Зверев прошел к автобусу и скрылся в нем. Вскоре вышел обратно, а за ним вывалила вся съемочная группа. Режиссер торопливо поспешил ко мне.
— Это вы придумали сцену? — спросил он.
— Киваю.
— Великолепно! Мы будем снимать крупным планом. У вас несомненный талант сценариста молодой человек!
— Кого ты возьмешь себе для сцены? — спросил подошедший Зверев.
— Кожуру и Дурова, — не задумываясь, ответил я.
— Хороший выбор, — одобрил Зверев и обернулся к строю бойцов. — Кожура и Дуров, ко мне!
На инструктаж ушло минут пять. Кожура и Роман одобрительно кивали. Бойцы экипажа танка охотно согласились сыграть роль врага, но видно было, что у них нет желания быть побежденными. Похоже, что будут сопротивляться.
— По яйцам не бить, — предупредил нас Зверев. — На исходную бегом марш!
Я ринулся к двухэтажному кирпичному дому. Кожура и Дуров скрылись по соседству с ним за забором.
Съемочная группа рассредоточилась по местам.
Решено было снимать без предварительной тренировки. Если, что не получится сразу, то будет второй дубль, а если надо, то и третий и четвертый.
Я забрался на второй этаж и выглянул из окна. Танк стоял на исходной позиции метрах в ста от меня.
Великолепно! Никогда не предполагал и даже не мечтал о том, что буду играть главную роль в фильме.
— Внимание! Полная готовность! — раздался голос режиссера. — Начали!
Послышался свистящий звук двигателя, и танк двинулся вперед.
Идет быстро. Не промахнуться бы, блин!
Приближается. Я изготовился.
Выстрел!
Из дула вырывается пламя. Потрясающая мощь!
Танк поравнялся с домом, не снижая скорости.
Прыгаю чуть вперед по ходу танка.
Ноги пружинят и будто прирастают к броне.
В правой руке автомат, в левой плащ-палатка.
Танк движется дальше.
Имитирую разбивание оптики прикладом, накидываю плащ-палатку на лобовую броню и эффектно с кувырком приземляюсь.
Танк движется, но уже через миг замедляет ход. Бросаю ему вслед гранату.
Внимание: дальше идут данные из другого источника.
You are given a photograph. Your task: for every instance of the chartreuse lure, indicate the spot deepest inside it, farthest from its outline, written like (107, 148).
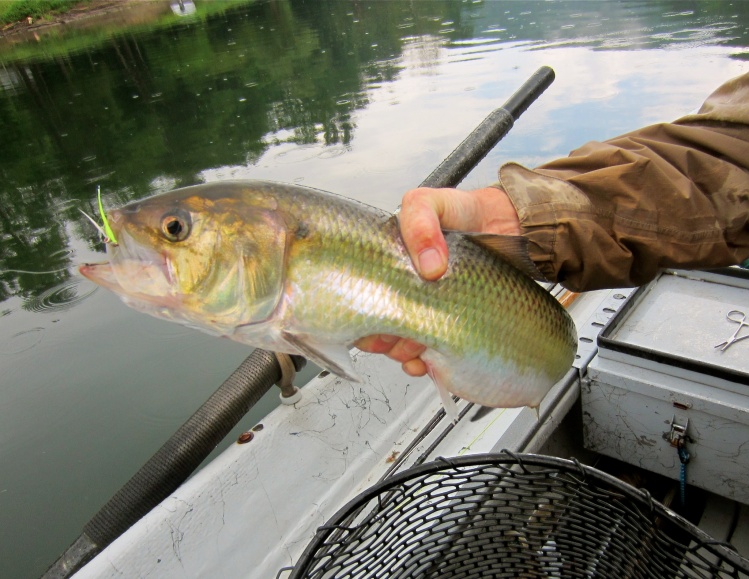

Танк задымил. Открываются люки. Из них, как большие черные тараканы выскакивают танкисты.
Немедленно из-за забора, как черти из табакерки, выпрыгивают Кожура и Роман. Они вступают в рукопашный бой.
Бросаюсь им на помощь.
Мы эффектно имитируем удары ногами, болевые захваты и прочие приемы из арсенала ближнего боя.
Уроки прапорщика Токового не прошли даром. Я провожу быструю подсечку круговым ударом ноги. Противник падает. Нейтрализую его, имитируя удар раскрытой ладонью в горло. Кожура и Роман тоже показывают, на что они способны.
Бой завершен. Враг повержен и взят в плен.
Раздаются аплодисменты. Нам рукоплещет съемочная группа и режиссер.
— Браво! Браво! — слышатся возгласы.
— Молодцы! Молодцы! — зычно грохочет Зверев.
Второго дубля не понадобилось.
В эту же ночь снимались ночные стрельбы трассирующими пулями, где я, Кожура и Роман также проявили себя, метко поражая цели. В следующие дни были съемки с форсированием водной преграды колонной боевых машин пехоты на марше, штурмом высоты и рукопашным боем в окопах.
В последний день съемок режиссер решил запечатлеть на камеру празднование дня рождения рядового Юры Прокопьева, для чего в полковом кафе был организован стол для чаепития с булочками.
Обычно в дни рождения бойцов поздравляли коротко их командиры с пожеланиями хорошей службы, но на этот раз решили для фильма снять хорошую добрую сцену, где замполит Шаров поздравляет виновника торжества в теплой, почти домашней обстановке.
Юра Прокопьев на гражданке был профессиональным актером кино. Успел сняться в нескольких фильмах. В последнем из них он сыграл лейтенанта советской армии, после чего его загребли в эту же армию простым рядовым.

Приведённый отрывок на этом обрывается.